Summation bfloat16

Hi,

I’m seeing that torch’s summation of a bfloat16 tensor is more accurate than my naive summation, e.g. x.sum() is better than x[0] +…+ x[n-1]. Could somebody please point me towards where in the repo is the code for torch’s summation? Thanks!

sum is executed through TensorIterators, so it is a bit of a complex setup, this bit of code in ReduceOps.cpp plays a role.

The cause of your accuracy observation is likely that operations on 16 bit floats including bfloat16 typically use 32 bit floats as the internal computation (“accumulation”) scalar type.

Best regards

Thomas

Thank you for showing me that. Yes, it’s the FP32 accumulator that improves the accuracy.

That is one part of the story. The other part is that adding lots of numbers in a stable way is not a trivial task! PyTorch implements a fairly involved algorithm based on reducing parts of the tensor and then adding the results of those reductions.

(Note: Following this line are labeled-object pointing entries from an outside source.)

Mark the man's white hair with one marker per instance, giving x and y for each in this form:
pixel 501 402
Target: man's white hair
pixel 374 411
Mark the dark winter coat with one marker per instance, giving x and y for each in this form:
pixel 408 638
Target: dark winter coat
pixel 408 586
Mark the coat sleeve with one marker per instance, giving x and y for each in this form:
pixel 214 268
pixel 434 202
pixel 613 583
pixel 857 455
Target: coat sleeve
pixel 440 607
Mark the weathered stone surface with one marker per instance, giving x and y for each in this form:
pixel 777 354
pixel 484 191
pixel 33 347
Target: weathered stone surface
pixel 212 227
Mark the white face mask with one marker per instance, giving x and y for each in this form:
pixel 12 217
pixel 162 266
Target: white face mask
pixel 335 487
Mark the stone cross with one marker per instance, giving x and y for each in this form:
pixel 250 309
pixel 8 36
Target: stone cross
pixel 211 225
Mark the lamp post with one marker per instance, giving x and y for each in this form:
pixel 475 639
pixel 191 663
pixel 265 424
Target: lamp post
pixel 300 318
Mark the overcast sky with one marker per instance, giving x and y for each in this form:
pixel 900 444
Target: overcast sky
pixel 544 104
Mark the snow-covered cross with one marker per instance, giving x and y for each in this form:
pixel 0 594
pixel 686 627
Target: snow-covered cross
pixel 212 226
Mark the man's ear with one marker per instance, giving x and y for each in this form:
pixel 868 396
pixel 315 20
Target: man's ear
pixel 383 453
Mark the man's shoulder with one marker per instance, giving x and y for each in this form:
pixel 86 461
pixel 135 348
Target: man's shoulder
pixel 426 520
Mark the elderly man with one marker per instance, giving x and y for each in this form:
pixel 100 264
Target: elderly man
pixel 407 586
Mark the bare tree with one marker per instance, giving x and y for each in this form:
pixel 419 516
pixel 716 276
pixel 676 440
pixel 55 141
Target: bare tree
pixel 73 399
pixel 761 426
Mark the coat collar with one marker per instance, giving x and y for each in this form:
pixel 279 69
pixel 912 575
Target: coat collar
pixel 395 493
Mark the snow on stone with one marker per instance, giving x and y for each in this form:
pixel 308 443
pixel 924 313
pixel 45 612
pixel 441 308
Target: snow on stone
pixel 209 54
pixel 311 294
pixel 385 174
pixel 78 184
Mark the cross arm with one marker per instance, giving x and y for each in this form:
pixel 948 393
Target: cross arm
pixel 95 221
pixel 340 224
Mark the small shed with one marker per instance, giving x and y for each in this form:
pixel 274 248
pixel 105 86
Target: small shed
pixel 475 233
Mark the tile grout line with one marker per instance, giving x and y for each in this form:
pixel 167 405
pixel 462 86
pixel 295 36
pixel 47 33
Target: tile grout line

The code is here: pytorch/SumKernel.cpp at bceb1db885cafa87fe8d037d8f22ae9649a1bba0 · pytorch/pytorch · GitHub

A fantastic and up to date talk on the topic with an algorithm similar (actually better) than the one that PyTorch currently implements is here: Talk by Nicholas J. Higham (University of Manchester) - YouTube

@Lezcano Thank you for sending this. I’ll check it out.